Last weekend, for the first time in over two years I pulled on a pair of steel toe wellies and got my hands dirty doing a bit of commercial brewing. I was helping out long-time friend Sean and his business partner Robin at their brewery ‘Pig and Porter’ over in Tunbridge Wells.
The schedule for the day was to brew ten barrels of Ashburnham Pale ale, wash a load of casks, rack some beer and clean a conditioning tank. Easy enough with three sets of hands. After Dirty Breakfast™ had been inhaled, and a fortifying coffee had been slurped, the HLT was up to temperature, and we mashed in. After we mashed in, we got down to the serious business of cask washing. Much as many brewers complain bitterly about cask washing being the most soul sapping part of brewing, I really don’t mind it all that much. The system at Pig and Porter is much the same as any other brewery I have been to or worked in. De-shive, scrub the outside with hot soapy water, pre-rinse, Caustic wash, cold rinse, peracetic rinse.

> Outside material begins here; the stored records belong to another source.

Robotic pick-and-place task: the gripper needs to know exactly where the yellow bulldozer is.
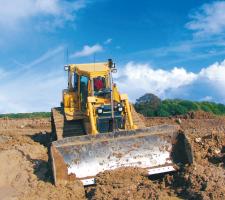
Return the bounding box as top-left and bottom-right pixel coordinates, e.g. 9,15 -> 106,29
50,59 -> 192,185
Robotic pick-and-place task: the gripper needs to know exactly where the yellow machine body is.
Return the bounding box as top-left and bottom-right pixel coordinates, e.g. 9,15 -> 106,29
51,60 -> 192,185
62,62 -> 136,134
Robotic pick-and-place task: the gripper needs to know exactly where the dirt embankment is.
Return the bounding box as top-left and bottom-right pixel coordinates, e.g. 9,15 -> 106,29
0,114 -> 225,200
0,120 -> 85,200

What I really like about it is that you can get a rhythm going. Time everything just right and you can put a cask on the pre-rinse and one on the caustic, turn the pumps on, run outside, de-shive and scrub the outside of a cask, rinse the soap off and carry it inside (but remember to splash some soapy water over the old sticker on the next cask so it has a minute to soak so it comes off easier!) just as the rinse and caustic cycles finish. Put the next cask on and away you go.
Perpetual motion for a couple of hours. A flow of work, time flies. You don’t have to focus on what you are doing any more, you zone out on autopilot. You retreat inside your head to ponder things. Thinking out the next steps on the brew that is in the mash tun, or trying to extrapolate forward how much longer it is going to take to finish cask washing and whether you will finish them before the sparge ends. Sometimes if the conditions are just right, you can be tramping away at it, look up at the clock and have no idea what you have been thinking about for the last hour. Cask washing nirvana.
I have to admit though, I was thoroughly knackered when I got home and I’m certain it isn’t what I’d want to do all day every day anymore. As one now retired brewer once said to me ‘I only miss brewing when I’m not doing it.’